Saturday, August 31, 2013

Starting Coursera course "Computational Investing Part 1"

As I previously mentioned, I ended up dropping "Coding the Matrix".  I'll likely try it again in the future.  The combination of taking two courses and dealing with some other issues was just too much for me.  The structure of the lectures and the focus on vocabulary was just too much for me.

Well, I started "Computational Investing Part 1" today. 

I started installing the software early this morning.  It turns out, at least for now, I had to remove the 64 bit versions of Python 2.7.5 and 3.3.2.  It appears there is a virtual environment program I can use to keep all of the versions I used installed at the same time and the various installers will work fine.  I may deal with that next time.  For now I have the 32 bit version of Python 2.7.5 installed. 
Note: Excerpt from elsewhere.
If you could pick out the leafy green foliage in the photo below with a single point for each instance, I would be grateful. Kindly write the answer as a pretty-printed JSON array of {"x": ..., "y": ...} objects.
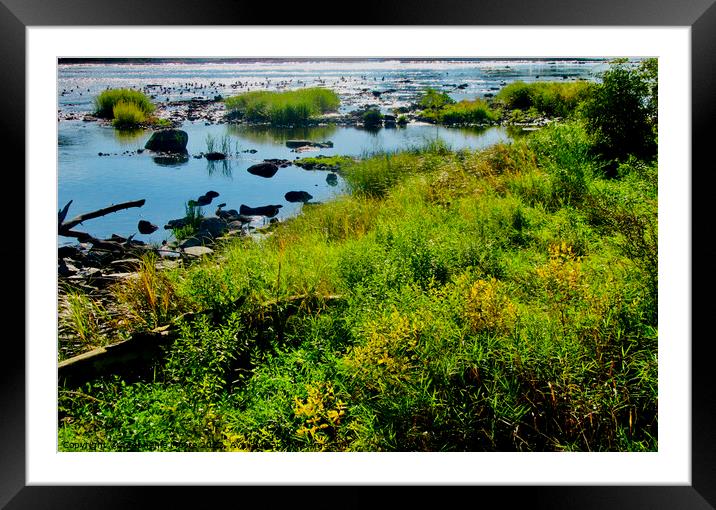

I have anxiety issues.  Having to drop "Coding the Matrix" has set me back.  I nearly dropped this new course after having so much problem getting the required software loaded.  It appears much of the 32 bit software is packaged in an executable installer.  The newer stuff is packages in zip files where one runs python from the command line.  I don't know.  Maintaining so many versions of packages with several installers seems like a lot of work.  I guess the newer method won't be so scary one I learn it.

Even people who don't want to learn Python but are interested in the stock market will find the lectures interesting.  I already knew most of what was discussed in the Week 1 lectures.

Since I've installed all of the software Week 2 lectures and homework should go pretty quickly tomorrow.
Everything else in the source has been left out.